She discerned that, like religion, the culture of football can help to create a sense of place, history and belonging. It can act as a kind of social magnet for communities to come together, similar to a place or worship for instance. But on a more sour note, these community bonds are under threat. “The right wing media encourages marginalised groups to blame each other for social issues,” says Dorothy, “such as the shortage of housing and state resources, and little is being done to demonstrate what these groups may have in common. Football and religion can help give meaning to people’s lives, however, this tribalism can also create fracture that draw them apart.”

It’s a topic explored in the director’s new film, The Masses. A poignant and visceral film, the 12-and-a-half minute short delves into the lives of three south Londoners, and their devotion to their respective religions; Islam, Christianity and football. Though they all reside in South Bermondsey, the three neighbours seemingly have little in common, but as the film unfurls, the question of just how much our identities are informed by our surroundings comes under fire. As us, the viewers, gain further insight into these three men, slowly, it becomes clear that they have much more in common than meets the eye.
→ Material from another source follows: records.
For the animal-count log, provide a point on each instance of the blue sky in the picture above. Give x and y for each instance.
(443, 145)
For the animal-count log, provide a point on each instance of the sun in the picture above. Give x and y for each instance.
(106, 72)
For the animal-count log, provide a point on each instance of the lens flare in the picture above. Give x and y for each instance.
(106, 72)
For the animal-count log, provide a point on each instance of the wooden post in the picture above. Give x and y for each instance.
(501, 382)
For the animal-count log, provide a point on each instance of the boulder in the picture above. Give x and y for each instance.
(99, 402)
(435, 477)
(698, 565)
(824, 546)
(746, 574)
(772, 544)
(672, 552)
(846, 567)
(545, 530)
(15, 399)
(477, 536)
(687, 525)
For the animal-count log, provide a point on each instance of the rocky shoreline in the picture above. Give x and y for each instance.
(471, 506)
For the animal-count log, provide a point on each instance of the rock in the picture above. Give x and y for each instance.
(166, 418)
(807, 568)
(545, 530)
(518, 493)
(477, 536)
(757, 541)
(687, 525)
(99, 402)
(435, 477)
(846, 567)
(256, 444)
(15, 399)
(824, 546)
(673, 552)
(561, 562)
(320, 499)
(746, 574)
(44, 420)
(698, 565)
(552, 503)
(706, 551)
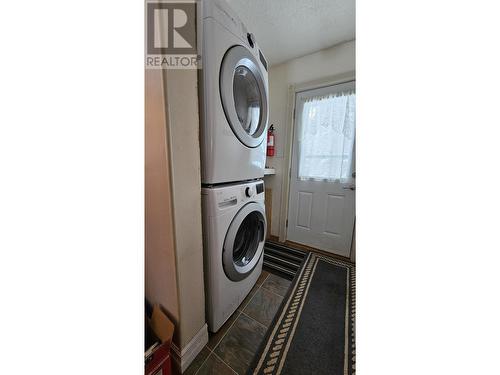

GalleryDorothy Allen-Pickard: The Masses

“Rather than replicate the toxic narratives of the media that focus on differences,” continues Dorothy, “I aim to explore how, as the MP Jo Cox stated – who was murdered in 2016 by a far-right extremist: We are far more united and have far more in common than that which divides us." The deeply human film responds to a series of startling statistics that the director sought to respond to. According to the Independent for example, religious hate crime has risen 40 per cent in England and Wales in the past year, with more than half of it directed at Muslims. Kick it Out reported a 22 per cent increase in racism amongst football fans in the UK while The Guardian declared that a new £2 billion regeneration project could see Millwall FC’s stadium demolished.

Instead of further separating the divide between these three camps however, The Masses brings them together, providing a shared context for these three men residing in the same borough. It offers a subjective insight into three distinct community’s understanding of the world, touching on aspects of life universally understood. Tensions between family members, worship, not to mention a desire to belong somewhere, or at least feel like you belong.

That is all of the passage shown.